Entry date: June 14, 2026
The day I died: July 6, 2021. I remember it like yesterday.
I woke up a little after seven, though it might be more accurate to say that in
the final night of dreams I never slept. Sometimes I was with my darlings, all my
darlings. They were the same age at the same time, as they had never been in
life. They would be fourteen years old forever. I would see to that.
But I traveled into nightmares, too, whenever my thoughts drifted forward half
a day to imagine my final minutes. No Death Row, of course, and no march to
the scaffold, not in these enlightened times; rather, we would stroll together, I
and the observers and reporters and admirers and guards, to the Chamber of
Morpheus.
What wonderful things words are. Three-quarters of a century ago the suicide
flights of the Japanese Air Force became the kamikaze, the Heavenly Wind;
today the death cell and sleep without end become the Chamber of Morpheus.
But back to reality. I woke around seven on the morning of my last day, and by
eight they were at me again.
This time it was a short, neatly dressed man with a dark beard and a balding,
wrinkled brow. He entered the room where I struggled to swallow coffee and
toast-this condemned man, at least, ate no hearty breakfast-and he began,
"Oliver Guest-"
"Do I know you?"
"We have never met, no. I am Father Carmelo Diaz."
"I specifically said, no priests. I was promised no priests."
"I know. It is not as a priest that I come here."
An obvious falsehood. A true priest can no more decide to be a nonpriest than
a fish can decide to live out of water. But he went on with something of greater
possible interest, "I carry with me an offer from the Governor."
"Let me see it."
He shook his head. "Although I have the offer with me in writing, I would
rather first discuss it with you orally."
"No. Let me look at it. Then maybe we will talk."

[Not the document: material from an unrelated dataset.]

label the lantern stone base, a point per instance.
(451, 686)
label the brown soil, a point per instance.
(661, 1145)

With apparent reluctance, he reached into an inside pocket and handed over a
thin packet of papers. Official state seal. Governor's official letterhead, and
below it a certification that Carmelo Diaz was empowered to meet with Oliver
Guest and negotiate on behalf of the state. And, finally, an outline of the terms
of the offer.
While I was reading, I felt sure that Carmelo Diaz's eyes were in constant
motion, flickering from me to walls, to floor, to ceiling, and finally- irresistibly-
back to me.
I didn't have to watch Diaz to know this. I had seen the same behavior in a
hundred visitors. They were intrigued-and some offended-by the apparent
opulence of my living quarters. The furnishings were massive, immovably
attached to the floor, and finished in soft and expensive leather. The walls, all
the way up to the ten-foot ceiling, were covered in rich dark red velvet. Shoes
sank deep into the pile of the soft carpet. The lamps, all ceiling inlaid, could
dim or brighten at the touch of a button.
Less obvious-not obvious at all to me, until I did my own experiments-was the
room's harmless nature. Harmless, in the specific sense that a person in the
room would find nothing to permit self-damage or self-slaughter. Left to
explore the room, as I had been free to explore it, any visitor would finally
conclude that everything was innocuous with the exception-the eyes of
Carmelo Diaz, ever and always, came back to me-of the occupant.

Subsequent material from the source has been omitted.